True, there are things that I learned to do on my own, as I grew up. But it didn't mean that I could control everything. I did my best, and only hoped that my best was good enough--just like a lot of other people. For the longest time, yes, my best was good enough. I was smart enough, I tried hard enough. But I could not do everything I wanted without paying the price.

My health was always at stake, and everything got worse and worse as I grew up.

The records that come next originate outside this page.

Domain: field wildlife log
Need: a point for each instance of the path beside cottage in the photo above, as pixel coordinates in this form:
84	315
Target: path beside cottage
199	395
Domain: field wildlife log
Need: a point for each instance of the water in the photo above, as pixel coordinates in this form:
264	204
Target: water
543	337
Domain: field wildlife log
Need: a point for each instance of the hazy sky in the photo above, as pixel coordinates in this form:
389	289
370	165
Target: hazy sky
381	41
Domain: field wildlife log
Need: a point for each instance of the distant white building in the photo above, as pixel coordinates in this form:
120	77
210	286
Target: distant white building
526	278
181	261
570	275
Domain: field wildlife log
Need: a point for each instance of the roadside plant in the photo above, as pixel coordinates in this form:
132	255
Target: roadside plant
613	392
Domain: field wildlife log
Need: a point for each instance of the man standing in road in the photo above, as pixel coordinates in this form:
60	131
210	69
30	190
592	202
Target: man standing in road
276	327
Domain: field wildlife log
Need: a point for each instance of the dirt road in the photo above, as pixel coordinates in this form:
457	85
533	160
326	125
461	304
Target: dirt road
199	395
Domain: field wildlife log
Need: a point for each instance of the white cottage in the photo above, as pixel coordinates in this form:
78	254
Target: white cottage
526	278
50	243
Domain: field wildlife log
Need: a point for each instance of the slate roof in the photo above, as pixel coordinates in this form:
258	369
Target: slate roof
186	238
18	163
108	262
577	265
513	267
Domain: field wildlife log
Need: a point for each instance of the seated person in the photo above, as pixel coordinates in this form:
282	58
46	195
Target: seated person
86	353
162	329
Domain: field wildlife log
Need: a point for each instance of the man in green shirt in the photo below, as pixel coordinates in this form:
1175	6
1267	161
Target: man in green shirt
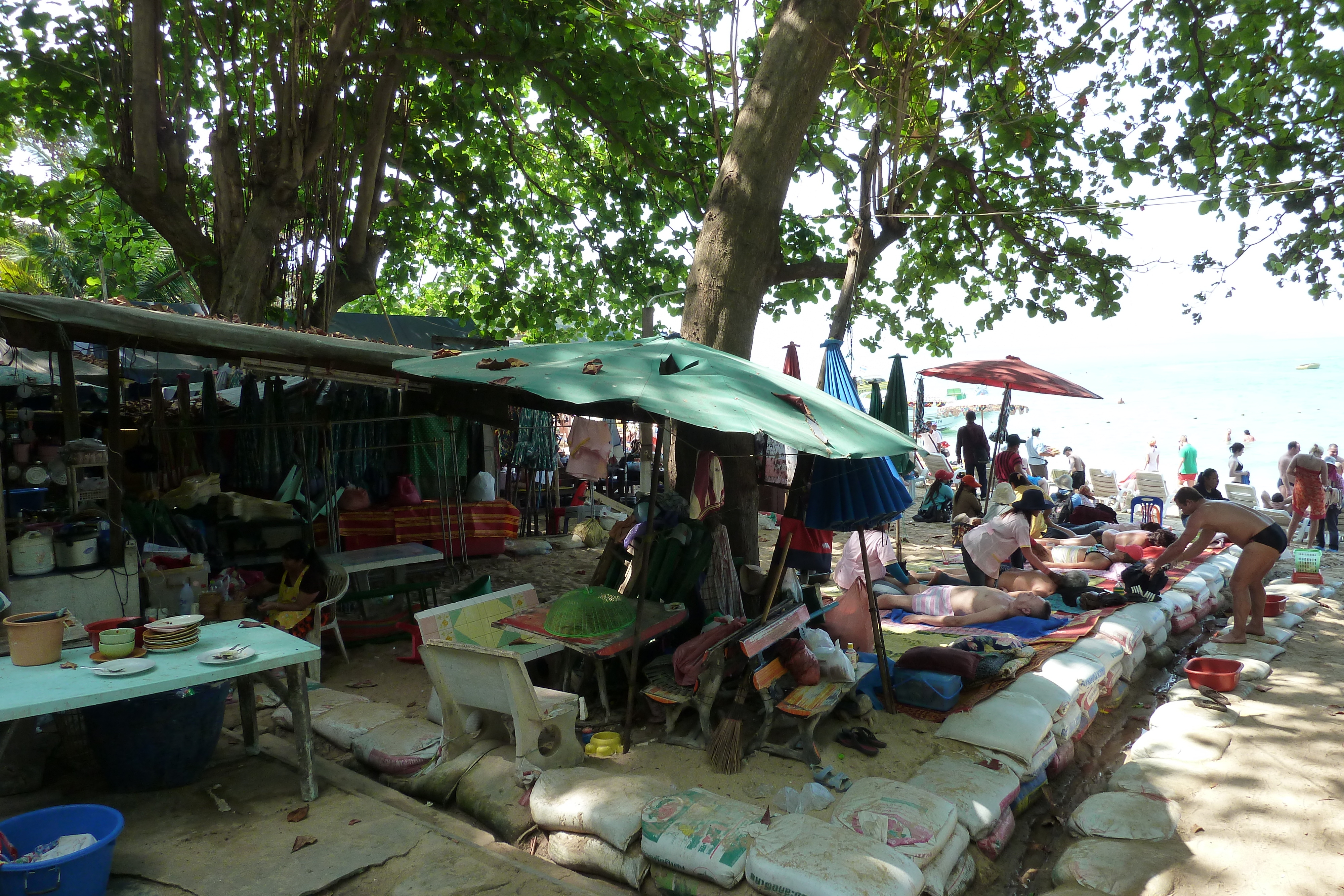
1189	463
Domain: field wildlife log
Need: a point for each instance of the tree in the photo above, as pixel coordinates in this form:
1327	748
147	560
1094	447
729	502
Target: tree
530	160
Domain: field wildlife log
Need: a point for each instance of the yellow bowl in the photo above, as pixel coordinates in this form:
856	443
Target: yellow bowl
116	651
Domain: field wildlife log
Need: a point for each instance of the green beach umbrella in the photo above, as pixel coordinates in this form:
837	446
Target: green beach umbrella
657	378
896	413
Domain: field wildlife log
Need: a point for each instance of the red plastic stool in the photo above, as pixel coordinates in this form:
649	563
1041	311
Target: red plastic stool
411	628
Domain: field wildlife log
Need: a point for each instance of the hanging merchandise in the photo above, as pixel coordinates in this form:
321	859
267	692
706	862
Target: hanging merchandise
591	448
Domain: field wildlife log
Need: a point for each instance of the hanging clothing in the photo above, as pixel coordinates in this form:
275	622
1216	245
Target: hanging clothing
591	446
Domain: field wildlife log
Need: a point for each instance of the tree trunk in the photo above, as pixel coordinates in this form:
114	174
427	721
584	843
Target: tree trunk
740	240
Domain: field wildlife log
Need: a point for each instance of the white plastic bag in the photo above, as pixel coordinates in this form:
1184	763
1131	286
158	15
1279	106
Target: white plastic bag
1123	816
980	795
587	801
803	856
917	823
835	664
702	835
482	488
1010	723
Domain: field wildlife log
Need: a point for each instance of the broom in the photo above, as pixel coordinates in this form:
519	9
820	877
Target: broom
726	745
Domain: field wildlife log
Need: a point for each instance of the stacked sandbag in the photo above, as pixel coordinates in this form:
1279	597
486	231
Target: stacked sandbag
601	816
702	835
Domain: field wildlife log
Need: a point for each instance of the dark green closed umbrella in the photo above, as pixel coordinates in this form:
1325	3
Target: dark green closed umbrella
896	413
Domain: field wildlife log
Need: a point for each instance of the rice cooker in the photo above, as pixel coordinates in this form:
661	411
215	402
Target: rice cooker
77	547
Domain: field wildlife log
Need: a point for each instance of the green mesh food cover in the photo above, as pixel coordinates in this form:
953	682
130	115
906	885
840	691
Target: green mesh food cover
589	612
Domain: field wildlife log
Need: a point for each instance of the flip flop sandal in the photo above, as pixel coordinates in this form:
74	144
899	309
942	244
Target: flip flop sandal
829	777
866	737
847	738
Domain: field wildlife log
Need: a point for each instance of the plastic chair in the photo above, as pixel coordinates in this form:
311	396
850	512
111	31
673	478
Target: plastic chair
338	584
1150	504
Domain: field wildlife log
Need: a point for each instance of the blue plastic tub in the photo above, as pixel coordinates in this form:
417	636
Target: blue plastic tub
927	690
84	874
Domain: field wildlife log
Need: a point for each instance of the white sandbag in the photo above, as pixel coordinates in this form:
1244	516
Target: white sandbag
588	801
1161	778
701	834
1127	633
1123	816
804	856
1120	867
343	725
1146	614
1186	715
1069	726
596	856
1208	745
400	748
980	795
1044	691
1273	635
1251	651
321	700
919	824
946	863
1010	723
1288	620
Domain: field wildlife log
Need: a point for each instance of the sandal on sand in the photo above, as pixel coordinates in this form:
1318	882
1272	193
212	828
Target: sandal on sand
866	737
847	738
829	777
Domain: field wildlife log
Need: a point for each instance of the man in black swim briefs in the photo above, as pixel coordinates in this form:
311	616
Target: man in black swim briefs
1263	542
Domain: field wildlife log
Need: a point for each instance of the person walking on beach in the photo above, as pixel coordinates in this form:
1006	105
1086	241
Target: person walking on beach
1189	463
1038	455
1236	472
1261	541
1077	468
974	452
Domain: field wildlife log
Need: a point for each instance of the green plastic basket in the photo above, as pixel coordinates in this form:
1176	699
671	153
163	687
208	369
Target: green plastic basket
588	613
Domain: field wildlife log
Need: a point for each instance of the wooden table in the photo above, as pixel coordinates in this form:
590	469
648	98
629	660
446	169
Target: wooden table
655	620
36	691
392	557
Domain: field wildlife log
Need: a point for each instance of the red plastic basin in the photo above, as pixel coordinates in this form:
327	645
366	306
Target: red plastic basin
1220	675
123	623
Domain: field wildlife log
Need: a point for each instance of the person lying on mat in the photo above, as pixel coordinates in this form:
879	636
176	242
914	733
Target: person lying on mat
963	605
1261	539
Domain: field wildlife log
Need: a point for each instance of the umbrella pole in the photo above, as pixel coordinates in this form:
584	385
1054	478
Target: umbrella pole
643	586
880	647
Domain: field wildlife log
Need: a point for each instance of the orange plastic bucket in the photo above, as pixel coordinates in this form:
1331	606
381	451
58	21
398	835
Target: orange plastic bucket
36	644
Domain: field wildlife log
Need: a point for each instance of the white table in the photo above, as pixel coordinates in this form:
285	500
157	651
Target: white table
390	557
34	691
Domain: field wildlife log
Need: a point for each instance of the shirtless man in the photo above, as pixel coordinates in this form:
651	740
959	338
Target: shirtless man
963	605
1263	543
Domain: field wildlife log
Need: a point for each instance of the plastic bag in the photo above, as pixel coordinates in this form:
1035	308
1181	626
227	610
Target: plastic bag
482	488
812	799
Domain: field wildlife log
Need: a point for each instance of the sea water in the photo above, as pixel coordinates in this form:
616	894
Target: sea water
1245	385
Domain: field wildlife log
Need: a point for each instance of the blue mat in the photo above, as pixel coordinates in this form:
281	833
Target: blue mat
1025	628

I still did try to continue to do my best at anything and everything that comes my way. All the quirkiest ideas I had, I tried to bring to life. There was so much I wanted to do--I still do now, you see. I was ambitious. I grew up in a world where I was exposed to the heights of accomplishment: what I could become, and what others already are and how I could surpass them. Learning, on its own, was great fun to me. And my education seemed to me like an adventure than a burden. Every bit of information was an enjoyable delight, a new door to open in the palace of insurmountable knowledge. The only thing I could complain about school is the grading system with which we are cursed. Perhaps it is to challenge students who think studying is a burden to their lives. But to people who actually enjoy it, why else? It becomes something to fear.

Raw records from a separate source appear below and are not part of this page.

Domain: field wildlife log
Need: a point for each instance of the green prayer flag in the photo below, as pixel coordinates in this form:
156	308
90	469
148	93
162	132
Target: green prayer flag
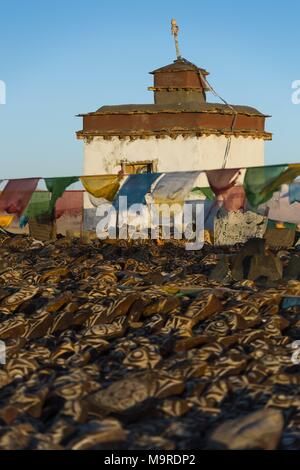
38	204
57	187
260	183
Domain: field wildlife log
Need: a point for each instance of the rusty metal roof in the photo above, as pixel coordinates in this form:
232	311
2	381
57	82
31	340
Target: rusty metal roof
180	65
192	107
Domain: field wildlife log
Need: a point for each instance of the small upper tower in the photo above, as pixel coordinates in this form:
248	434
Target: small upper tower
179	83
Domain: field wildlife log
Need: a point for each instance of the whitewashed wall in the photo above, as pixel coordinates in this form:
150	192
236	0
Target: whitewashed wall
181	154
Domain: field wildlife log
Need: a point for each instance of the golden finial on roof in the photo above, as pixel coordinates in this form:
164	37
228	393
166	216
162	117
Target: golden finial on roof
175	31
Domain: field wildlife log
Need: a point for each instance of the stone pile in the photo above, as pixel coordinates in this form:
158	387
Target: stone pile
117	345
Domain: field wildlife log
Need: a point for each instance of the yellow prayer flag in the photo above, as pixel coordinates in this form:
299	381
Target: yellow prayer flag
105	186
6	220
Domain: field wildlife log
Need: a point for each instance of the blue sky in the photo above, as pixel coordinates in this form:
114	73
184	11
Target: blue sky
59	58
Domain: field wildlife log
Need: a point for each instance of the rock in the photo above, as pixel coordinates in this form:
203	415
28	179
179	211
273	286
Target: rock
265	266
221	271
238	227
291	302
292	271
280	238
259	430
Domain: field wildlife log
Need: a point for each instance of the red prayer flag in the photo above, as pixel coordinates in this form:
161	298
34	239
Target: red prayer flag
16	195
71	203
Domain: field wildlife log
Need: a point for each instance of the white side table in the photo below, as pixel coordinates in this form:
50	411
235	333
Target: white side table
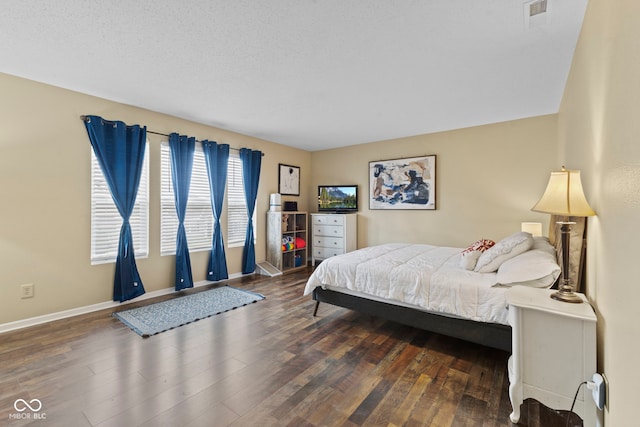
553	351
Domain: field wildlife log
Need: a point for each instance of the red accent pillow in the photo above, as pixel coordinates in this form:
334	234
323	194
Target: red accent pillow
481	246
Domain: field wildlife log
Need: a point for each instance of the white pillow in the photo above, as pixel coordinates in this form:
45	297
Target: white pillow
542	243
537	268
505	249
469	259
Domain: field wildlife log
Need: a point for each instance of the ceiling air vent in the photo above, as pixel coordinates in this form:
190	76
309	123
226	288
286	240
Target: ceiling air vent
537	7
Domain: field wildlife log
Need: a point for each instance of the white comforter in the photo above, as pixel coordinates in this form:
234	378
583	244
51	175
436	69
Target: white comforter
421	276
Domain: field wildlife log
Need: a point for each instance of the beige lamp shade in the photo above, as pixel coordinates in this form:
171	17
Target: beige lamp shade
564	195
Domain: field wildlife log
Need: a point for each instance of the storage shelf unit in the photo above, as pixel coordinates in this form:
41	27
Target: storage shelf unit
287	226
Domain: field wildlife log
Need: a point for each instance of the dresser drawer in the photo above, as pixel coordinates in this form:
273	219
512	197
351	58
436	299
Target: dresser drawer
328	230
328	219
322	253
328	242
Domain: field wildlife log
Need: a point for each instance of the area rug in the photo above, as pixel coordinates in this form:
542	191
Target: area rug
162	316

Fear? Fear numbers? Fear mere numbers, when in fact, humans like we invented the very system by which the existence of numbers was made possible?

Absolutely preposterous.

But it is the truth.

On each day, we fear the number of how much we spend, and how much is left. We fear the number of days before something terrible might come. We fear, in fact, all numbers with which we are judged by society: rank, marks, salary, and the like.

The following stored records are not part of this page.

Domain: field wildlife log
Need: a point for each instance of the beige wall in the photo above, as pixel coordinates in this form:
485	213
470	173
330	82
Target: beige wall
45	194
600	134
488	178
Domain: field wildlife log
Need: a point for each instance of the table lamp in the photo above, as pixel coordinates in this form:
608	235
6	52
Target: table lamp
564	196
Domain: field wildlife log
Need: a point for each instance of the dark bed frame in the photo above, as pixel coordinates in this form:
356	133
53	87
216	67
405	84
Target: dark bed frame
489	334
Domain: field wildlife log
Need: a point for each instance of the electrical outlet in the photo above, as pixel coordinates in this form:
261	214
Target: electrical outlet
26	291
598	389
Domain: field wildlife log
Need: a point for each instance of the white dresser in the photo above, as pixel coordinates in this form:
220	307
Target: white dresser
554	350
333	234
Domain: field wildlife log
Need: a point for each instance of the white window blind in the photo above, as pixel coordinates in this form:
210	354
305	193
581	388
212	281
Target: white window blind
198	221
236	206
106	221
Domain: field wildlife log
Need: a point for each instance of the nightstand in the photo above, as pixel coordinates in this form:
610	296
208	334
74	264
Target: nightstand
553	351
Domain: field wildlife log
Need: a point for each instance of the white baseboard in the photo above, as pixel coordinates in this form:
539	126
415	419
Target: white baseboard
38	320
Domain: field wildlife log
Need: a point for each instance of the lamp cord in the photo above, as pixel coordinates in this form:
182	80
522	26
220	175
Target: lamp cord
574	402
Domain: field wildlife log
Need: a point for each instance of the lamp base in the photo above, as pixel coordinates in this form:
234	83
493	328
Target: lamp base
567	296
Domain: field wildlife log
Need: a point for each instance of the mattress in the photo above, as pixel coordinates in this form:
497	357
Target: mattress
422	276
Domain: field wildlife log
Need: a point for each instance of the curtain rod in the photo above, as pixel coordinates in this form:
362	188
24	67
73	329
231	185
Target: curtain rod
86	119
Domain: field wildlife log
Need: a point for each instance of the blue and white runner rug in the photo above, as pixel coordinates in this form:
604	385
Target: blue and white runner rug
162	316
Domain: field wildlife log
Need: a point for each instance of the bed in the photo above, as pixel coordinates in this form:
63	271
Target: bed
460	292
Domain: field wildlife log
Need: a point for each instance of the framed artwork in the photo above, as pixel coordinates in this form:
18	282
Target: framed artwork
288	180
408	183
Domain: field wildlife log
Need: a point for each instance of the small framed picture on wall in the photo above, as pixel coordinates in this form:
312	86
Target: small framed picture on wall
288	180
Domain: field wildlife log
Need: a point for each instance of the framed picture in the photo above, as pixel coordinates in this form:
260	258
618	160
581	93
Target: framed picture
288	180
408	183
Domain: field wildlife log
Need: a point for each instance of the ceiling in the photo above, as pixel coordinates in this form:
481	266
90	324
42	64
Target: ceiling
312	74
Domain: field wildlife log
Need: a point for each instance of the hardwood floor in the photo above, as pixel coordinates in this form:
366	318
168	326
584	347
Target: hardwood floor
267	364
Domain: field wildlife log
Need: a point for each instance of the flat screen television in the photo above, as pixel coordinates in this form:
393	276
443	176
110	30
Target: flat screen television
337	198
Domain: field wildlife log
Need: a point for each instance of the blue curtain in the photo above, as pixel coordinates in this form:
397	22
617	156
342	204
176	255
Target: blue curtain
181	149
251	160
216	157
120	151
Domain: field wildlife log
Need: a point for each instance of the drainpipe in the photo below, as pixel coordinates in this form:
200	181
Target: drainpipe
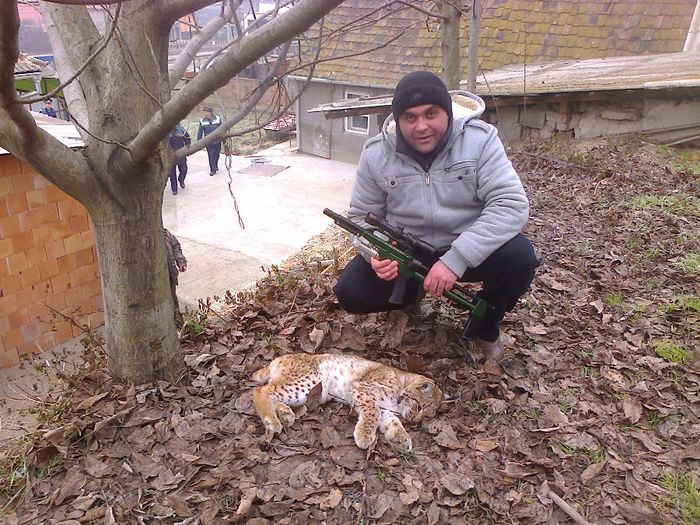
692	41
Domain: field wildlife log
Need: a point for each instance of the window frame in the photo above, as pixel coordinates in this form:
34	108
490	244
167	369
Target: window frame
347	121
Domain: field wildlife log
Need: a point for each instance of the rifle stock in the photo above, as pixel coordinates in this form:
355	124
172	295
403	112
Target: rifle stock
412	255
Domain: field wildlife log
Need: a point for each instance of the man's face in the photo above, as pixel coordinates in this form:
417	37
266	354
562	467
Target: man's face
423	126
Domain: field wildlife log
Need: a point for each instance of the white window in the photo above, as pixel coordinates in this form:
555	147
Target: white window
356	123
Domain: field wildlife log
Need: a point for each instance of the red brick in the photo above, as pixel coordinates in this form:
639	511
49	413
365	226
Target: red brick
53	194
67	208
18	318
80	276
40	182
85	257
8	304
31	331
16	203
13	338
93	287
29	277
22	182
62	332
25	298
67	263
36	257
36	198
96	319
49	214
10	285
30	219
57	301
9	165
5	185
9	358
46	341
4	325
73	297
60	283
9	226
16	263
42	235
54	249
87	240
23	241
48	269
79	223
6	248
72	243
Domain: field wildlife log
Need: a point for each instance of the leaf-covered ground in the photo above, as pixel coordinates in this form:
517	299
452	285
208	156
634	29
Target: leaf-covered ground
594	412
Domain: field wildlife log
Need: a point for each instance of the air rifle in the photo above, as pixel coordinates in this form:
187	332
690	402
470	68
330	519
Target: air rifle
412	254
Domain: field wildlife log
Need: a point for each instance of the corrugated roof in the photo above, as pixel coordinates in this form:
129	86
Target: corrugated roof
661	71
28	64
512	32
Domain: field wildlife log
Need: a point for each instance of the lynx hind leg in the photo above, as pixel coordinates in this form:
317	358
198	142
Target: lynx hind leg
366	427
396	435
267	408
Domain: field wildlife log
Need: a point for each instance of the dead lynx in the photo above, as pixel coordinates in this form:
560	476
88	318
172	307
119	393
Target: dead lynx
379	394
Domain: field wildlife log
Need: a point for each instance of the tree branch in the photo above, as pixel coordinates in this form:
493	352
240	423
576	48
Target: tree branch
85	64
290	23
188	54
19	133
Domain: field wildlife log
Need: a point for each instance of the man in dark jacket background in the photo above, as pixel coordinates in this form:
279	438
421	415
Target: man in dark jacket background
208	124
179	138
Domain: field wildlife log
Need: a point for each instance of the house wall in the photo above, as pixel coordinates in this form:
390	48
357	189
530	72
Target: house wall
48	262
662	118
329	138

Numbers are, by design, the materialization of Mary Shelley's Frankenstein's Monster.

And the more we look at these numbers, the more we fear them.

And what we fear most would be the numbers we could not reach and the numbers we could not control.

And though I was never the one to be grade conscious, I always told myself that I should not fail anything at school, simply because I know that I can do things. But then, I must remind myself now that I cannot do everything. I will fail at something, not meet the standards of a particular number. And I will have no power at all to change it.

For that is the circumstance of life.

I cannot change the number of the levels of colonies of streptococci I carry, to be specific, it is 200. I cannot change the fact that my erythrocyte sedimentation rate is 41. But I also cannot change the fact that due to these things, I have been absent for ten days, which I can never regain. Recitation marks, seat works and school activities which I could nevermore take.

And for another day, I was absent. The day of the Christmas party, marked by the numbers 12-18-2009. It was also the day when I was supposed to take an English Oral Exam, depicting the character of Hera, Goddess of Marriage and wife of Zeus.

By a number that I could not predict, nor control, I was absent on that day. That was the day when 10% of my grade would be erased from the class which I attended least due to sickness.

Needless to say, there are certain things, certain numbers, which are out of my reach. Things that are out of my control.

I am human. And whatever outcome of my grades, these numbers will never make me any less human than I am now.

I just hope that they're enough for college.